Puis le même prix, pour la deuxième fois, pour son projet de recherche « Safety and Fire Fighting Systems » (les sys­tèmes de sécurité incendie) qui fut publié dans la revue scientifique de la faculté de génie maritime. « Pour travailler, je n’ai pas eu recours à des pistons. J’ai juste cherché des postes vacants sur la toile, à travers les sites des sociétés oeuvrant dans le domaine de l’inspection mari­time. Je leur ai envoyé mon C.V. et j’ai été recrutée sur le champ, sans que la société exige une expérience préalable. Je me suis lancée dans le métier, juste après avoir terminé mes études en 2014 ». Un an plus tard, un cargo a chaviré dans le Canal de Suez.

Yasmine Mohamad s’est rendue sur place, à la tête d’une équipe d’inspec­tion. « J’ai plongé cette fois-ci puisque le fond du cargo était très endommagé. Tous les marins à bord, des Indiens pour la plupart, étaient très coopérants. Peut-être parce qu’ils ont l’habitude de côtoyer des femmes exer­çant le métier, dans les différents ports du monde », souligne-t-elle. Sa rigueur lui a toujours valu la réussite profession­nelle. Du coup, elle est la première agrégée afin d’émettre des permis sécuritaires à ses collègues, afin de monter sur des navires dépendants du ministère de l’Intérieur. Un domaine également réservé aux hommes jusque-là. Mais il y a toujours quelque chose qui vient troubler cette quiétude ou affecter sa réus­site. Certains responsables maritimes refu­sent catégoriquement voir une femme exer­cer le métier, quel que soit son niveau pro­fessionnel. « En 2015, il y avait un accident au port de Damiette. Les responsables de celui-ci ont catégoriquement refusé que je monte à bord du cargo endommagé. Pour eux, il était quasiment inimaginable qu’une femme évalue les dégâts et l’aptitude à navi­guer », s’exclame-t-elle. Avec le temps, ces derniers n’ont guère changé d’opinion.

Ils maintiennent leur veto quant à la rentrée d’une femme dans leur chasse gardée.
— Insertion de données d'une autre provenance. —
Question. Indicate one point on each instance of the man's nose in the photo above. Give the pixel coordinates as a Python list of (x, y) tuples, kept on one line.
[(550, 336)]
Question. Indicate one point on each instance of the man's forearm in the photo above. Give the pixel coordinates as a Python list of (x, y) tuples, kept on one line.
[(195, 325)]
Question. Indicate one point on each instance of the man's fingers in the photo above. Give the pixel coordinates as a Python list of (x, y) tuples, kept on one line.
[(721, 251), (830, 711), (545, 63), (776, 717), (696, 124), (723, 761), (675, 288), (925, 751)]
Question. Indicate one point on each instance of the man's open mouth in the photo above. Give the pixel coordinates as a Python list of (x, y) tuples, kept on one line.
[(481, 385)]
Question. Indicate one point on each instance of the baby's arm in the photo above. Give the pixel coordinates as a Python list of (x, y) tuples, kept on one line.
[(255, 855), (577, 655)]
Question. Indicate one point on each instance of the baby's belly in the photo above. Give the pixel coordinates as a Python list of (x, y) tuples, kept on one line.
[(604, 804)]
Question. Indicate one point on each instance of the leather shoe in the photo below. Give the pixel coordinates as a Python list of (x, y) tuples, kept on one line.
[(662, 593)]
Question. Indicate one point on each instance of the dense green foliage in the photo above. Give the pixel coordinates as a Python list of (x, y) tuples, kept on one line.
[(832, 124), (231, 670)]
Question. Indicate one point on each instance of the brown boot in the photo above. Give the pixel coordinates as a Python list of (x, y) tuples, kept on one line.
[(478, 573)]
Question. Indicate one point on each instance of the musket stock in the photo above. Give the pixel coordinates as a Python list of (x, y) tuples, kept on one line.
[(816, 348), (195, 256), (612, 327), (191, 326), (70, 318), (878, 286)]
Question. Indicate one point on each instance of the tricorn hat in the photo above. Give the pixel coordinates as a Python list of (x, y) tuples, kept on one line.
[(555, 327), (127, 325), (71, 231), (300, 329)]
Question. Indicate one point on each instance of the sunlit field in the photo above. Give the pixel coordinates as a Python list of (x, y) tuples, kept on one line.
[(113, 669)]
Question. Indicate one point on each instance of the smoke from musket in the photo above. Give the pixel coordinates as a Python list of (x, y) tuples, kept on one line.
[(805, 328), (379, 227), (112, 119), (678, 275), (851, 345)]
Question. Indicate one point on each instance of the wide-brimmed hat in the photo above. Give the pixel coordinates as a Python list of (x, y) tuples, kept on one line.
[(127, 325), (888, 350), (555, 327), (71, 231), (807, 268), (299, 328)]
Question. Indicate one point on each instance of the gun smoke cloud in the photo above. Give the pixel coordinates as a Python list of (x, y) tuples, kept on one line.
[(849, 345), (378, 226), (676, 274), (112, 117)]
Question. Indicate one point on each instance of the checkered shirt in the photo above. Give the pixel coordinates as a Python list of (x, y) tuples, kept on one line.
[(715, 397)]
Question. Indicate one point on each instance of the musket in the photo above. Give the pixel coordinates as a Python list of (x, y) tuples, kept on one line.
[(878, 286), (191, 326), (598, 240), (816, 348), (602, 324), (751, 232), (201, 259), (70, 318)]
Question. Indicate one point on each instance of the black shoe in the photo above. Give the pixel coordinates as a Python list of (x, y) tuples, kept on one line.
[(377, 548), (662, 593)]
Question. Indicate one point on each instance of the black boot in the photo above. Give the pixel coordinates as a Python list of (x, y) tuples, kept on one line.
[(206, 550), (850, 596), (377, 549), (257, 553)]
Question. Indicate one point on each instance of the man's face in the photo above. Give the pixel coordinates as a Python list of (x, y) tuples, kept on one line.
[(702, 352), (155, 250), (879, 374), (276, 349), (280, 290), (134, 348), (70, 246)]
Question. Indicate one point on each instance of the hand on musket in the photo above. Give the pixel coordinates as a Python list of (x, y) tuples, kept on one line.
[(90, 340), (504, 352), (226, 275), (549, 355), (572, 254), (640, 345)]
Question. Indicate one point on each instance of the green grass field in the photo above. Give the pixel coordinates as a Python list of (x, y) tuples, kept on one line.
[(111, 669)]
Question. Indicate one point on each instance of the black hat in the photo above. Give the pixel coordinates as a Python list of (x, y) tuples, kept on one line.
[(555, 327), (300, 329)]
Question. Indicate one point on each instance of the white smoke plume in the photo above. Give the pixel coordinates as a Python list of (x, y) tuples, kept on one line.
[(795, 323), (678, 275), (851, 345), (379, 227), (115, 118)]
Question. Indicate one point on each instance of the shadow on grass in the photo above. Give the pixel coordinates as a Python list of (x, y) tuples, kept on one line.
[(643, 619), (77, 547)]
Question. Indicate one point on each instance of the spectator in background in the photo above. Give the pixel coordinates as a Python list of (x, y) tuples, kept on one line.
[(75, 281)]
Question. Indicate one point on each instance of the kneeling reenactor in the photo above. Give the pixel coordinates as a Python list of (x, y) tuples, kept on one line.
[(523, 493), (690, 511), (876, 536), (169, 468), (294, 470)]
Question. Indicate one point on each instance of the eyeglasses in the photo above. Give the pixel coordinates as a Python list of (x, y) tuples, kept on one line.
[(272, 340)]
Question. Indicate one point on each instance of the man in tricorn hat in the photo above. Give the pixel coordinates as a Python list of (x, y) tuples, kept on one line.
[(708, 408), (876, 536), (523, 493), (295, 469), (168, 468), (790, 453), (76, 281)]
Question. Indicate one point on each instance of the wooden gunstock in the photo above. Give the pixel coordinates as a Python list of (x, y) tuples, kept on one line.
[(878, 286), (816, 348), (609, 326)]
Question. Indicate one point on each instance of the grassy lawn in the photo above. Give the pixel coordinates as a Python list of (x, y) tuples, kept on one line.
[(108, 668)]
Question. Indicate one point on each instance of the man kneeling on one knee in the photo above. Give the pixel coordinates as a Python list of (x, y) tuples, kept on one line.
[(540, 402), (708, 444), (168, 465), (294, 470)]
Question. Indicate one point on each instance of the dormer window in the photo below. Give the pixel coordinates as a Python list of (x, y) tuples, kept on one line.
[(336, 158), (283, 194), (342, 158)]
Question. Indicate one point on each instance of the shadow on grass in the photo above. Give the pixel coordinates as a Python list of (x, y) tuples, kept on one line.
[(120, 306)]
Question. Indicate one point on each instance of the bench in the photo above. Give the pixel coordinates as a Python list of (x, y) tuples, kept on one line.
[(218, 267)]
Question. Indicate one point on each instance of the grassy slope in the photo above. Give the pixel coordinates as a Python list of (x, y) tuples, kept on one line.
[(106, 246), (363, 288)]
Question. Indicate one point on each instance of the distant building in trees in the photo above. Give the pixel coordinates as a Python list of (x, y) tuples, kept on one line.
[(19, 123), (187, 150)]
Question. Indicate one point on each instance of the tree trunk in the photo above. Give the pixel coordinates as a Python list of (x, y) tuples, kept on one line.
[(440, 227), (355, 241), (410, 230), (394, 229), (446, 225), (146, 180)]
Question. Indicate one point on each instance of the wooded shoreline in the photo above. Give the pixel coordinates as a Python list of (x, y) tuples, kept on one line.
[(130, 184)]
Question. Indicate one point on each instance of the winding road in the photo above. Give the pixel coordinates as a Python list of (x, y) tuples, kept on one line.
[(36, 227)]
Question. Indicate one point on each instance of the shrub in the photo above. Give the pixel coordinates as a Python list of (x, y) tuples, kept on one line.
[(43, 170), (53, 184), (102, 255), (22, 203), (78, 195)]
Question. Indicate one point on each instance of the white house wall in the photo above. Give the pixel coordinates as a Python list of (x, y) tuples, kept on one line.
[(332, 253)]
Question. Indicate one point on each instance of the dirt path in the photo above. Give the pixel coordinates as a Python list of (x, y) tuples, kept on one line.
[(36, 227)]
Et ce, même si le nom de l’ingénieure maritime, Yasmine Mohamad, est désormais auréolée de suc­cès, dans tous les ports du pays. Car elle exerce son métier à Alexandrie, à Suez, à Ismaïliya, à Port-Saïd, à Noweiba … « A Damiette, ils sont plus conservateurs; Je dirais même rétrogrades », lance-t-elle, sans mâcher ses mots, comme pour prendre sa revanche et celle de toutes les femmes. Cet état d’esprit lui semble inadmissible au XXIe siècle.

Jalons

14 septembre 1992 : Naissance à Alexandrie.
Juin 2014 : Diplôme de la faculté de génie maritime et de construction navale, de l'Université d’Alexandrie. Mention très honorable.
Août 2014 : Début de sa carrière en tant qu’experte maritime.
28 juillet 2015 : Premier prix de l’Institut britannique des études maritimes pour son projet sur l’usage de l’énergie
verte dans le domaine du transport maritime.
2015 : Prix Chaher Sabet pour les exploits pratiques du métier.
2015 : Prix Chaher Sabet pour sa recherche sur les systèmes
de sécurité incendie.
2015 : Publication de sa recherche sur les systèmes de sécurité incendie, dans la revue scientifique de la faculté de génie maritime, à Alexandrie.